CD4⁺ cell counts and proviral load in PBMCs were determined over time for six asymptomatic patients monitored for a mean period of 10.1 months (range, 0.5 to 22 months) (Table 3). The number of CD4⁺ cells was remarkably stable over time for all patients. In contrast, proviral load varied considerably for most subjects (mean variation, 18-fold; range, 2.4 to 51.6-fold). These results contrast with those for asymptomatic HIV-1-infected patients, for whom DNA copy numbers in PBMCs are usually low and stable over time (7, 22). Except for patient H3, who received AZT therapy and for whom an increase in proviral load was observed, proviral load for all other patients either decreased or fluctuated over time. The latter observation was particularly evident for the long-term nonprogressor patient H5, who was monitored for the longest period of time, 22 months. In addition, virus was isolated from the PBMCs of four of the subjects with virus titers either decreasing or remaining stable over time (Table 3). Together, these results indicate that viral multiplication may be occurring during the asymptomatic phase of HIV-2 infection and support previous suggestions, based on cross-sectional studies, that a low viral load is not the only factor accounting for the slow disease progression of HIV-2-infected patients (1, 17). Instead, the stringent control of viral multiplication over time that we have observed in most asymptomatic patients seems to favor the hypothesis that the immune system plays the most important role in the slow disease progression observed in HIV-2-infected patients (3).

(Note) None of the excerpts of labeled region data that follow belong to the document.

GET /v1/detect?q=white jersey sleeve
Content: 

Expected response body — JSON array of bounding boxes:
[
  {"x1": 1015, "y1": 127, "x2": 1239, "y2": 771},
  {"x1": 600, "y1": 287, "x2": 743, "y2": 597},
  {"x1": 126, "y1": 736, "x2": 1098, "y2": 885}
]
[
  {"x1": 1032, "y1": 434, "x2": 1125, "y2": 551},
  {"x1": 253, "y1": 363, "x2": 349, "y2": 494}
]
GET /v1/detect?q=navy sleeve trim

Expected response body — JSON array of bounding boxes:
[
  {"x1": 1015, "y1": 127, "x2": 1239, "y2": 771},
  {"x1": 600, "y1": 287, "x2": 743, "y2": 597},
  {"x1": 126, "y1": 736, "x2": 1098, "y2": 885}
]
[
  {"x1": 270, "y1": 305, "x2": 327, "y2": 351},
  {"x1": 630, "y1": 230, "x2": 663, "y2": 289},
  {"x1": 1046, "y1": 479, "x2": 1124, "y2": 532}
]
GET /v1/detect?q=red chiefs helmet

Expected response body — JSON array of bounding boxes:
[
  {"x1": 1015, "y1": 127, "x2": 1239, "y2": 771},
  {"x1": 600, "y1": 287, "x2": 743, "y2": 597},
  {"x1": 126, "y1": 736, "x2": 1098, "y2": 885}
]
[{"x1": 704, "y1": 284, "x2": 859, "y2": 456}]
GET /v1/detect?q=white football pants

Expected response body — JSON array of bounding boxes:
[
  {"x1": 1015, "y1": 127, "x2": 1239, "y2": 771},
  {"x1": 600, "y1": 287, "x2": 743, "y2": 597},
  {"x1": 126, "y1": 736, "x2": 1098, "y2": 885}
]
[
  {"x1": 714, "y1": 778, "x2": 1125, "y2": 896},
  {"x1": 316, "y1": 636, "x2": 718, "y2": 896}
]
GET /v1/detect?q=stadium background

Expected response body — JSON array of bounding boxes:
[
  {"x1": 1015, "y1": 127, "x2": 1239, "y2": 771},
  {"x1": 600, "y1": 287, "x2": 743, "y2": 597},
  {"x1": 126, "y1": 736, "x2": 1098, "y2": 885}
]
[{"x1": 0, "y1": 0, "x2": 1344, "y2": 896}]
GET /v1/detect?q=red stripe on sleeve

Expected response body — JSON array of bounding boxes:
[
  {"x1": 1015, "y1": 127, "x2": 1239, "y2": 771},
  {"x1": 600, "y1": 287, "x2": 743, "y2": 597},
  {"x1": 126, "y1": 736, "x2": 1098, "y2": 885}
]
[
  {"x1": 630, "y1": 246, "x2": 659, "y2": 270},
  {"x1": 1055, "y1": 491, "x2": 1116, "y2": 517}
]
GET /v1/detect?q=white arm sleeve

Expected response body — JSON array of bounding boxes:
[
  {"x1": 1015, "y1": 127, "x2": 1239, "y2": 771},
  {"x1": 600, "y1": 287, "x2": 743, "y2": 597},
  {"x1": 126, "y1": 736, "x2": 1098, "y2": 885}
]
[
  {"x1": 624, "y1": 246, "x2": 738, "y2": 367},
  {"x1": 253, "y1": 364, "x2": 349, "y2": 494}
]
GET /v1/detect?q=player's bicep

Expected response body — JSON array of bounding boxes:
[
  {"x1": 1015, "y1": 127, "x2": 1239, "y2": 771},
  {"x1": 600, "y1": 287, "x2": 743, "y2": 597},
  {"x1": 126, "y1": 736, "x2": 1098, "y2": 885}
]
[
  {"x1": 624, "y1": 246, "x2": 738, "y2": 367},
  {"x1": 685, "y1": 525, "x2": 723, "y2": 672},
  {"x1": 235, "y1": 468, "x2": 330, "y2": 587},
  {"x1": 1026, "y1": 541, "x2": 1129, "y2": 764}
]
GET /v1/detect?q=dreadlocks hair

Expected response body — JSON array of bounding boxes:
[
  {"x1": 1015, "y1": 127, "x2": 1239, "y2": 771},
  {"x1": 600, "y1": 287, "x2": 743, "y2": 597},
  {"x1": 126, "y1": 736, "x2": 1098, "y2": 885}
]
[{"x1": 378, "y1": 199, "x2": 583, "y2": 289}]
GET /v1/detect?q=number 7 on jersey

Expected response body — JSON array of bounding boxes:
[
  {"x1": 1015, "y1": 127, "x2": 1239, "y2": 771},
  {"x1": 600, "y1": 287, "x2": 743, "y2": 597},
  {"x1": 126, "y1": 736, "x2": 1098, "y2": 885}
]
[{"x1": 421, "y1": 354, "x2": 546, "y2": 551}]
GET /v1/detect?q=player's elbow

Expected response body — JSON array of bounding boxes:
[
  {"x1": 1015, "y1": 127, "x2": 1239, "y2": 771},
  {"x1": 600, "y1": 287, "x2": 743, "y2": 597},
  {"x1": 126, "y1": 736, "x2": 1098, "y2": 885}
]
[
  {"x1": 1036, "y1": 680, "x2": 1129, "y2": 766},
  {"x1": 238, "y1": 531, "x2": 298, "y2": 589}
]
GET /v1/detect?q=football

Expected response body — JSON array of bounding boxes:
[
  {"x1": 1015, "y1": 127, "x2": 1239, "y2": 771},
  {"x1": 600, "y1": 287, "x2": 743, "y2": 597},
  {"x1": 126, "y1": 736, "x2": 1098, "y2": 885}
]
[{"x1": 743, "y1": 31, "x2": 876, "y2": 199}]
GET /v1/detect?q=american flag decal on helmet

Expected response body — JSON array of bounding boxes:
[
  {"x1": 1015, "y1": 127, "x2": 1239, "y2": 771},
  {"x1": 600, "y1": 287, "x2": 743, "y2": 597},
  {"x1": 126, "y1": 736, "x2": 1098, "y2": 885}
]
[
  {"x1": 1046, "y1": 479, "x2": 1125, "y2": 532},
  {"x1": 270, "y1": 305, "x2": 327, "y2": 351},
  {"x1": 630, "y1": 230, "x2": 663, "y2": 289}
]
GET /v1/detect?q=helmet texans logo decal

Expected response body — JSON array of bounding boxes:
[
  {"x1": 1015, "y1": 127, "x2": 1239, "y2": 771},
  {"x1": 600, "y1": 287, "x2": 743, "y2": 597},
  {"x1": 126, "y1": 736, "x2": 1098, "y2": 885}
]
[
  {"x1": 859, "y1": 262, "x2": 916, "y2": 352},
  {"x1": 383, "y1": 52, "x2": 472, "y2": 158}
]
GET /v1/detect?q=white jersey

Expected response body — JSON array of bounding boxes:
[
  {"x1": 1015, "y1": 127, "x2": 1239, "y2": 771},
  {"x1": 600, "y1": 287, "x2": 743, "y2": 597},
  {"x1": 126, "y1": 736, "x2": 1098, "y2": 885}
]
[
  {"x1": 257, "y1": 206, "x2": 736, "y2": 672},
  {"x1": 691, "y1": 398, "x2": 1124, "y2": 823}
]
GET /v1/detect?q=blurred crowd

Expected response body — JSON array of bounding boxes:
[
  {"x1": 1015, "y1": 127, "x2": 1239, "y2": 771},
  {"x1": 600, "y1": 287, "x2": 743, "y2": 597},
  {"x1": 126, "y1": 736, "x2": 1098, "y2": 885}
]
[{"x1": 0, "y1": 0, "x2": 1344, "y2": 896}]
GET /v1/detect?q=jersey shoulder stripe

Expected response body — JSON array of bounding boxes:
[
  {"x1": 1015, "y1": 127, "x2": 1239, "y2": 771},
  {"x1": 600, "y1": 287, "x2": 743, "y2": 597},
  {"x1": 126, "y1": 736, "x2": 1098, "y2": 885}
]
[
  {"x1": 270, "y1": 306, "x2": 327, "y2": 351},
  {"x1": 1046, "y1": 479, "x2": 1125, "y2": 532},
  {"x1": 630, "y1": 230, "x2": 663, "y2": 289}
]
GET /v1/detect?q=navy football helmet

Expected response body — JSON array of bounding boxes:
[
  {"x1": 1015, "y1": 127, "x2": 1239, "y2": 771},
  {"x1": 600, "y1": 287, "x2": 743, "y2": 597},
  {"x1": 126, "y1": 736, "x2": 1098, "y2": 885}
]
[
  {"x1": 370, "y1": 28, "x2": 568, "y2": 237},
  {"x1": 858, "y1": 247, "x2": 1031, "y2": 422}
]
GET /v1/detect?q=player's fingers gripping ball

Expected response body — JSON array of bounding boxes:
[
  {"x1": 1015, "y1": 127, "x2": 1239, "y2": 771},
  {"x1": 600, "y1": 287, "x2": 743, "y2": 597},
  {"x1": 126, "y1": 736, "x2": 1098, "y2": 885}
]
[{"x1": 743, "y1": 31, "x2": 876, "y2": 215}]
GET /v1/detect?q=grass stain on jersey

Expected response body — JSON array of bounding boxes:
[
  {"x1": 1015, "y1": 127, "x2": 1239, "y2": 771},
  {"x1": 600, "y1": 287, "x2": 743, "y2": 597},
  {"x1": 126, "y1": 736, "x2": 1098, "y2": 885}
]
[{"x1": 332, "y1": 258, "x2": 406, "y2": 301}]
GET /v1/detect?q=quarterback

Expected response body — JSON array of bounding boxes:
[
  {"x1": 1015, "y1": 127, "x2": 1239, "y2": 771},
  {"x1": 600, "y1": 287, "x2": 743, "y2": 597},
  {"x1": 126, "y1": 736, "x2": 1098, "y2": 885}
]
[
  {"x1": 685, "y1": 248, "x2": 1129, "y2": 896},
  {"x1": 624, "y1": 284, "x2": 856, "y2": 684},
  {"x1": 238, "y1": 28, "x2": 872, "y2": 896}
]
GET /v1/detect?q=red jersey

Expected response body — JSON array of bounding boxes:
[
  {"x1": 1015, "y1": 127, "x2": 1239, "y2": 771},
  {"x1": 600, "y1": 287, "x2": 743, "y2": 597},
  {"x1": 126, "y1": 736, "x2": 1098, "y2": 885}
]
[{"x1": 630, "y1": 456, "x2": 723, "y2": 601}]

Recent studies have shown that viral DNA remains detectable in lymph nodes and PBMCs of HIV-1-infected individuals whose plasma RNA levels have been reduced by combination drug therapy to undetectable levels (5, 8, 23, 24). Plasma RNA levels in HIV-2 infection are usually too low to be detected by the currently available methods (12). Thus, the QC-PCR method described here may be useful for the continued therapeutic monitoring of HIV-2-infected patients. Finally, the QC-PCR assay should also be useful in studying the viral burden in lymphoid tissue, which is crucial in understanding the dynamics of HIV-2 infection.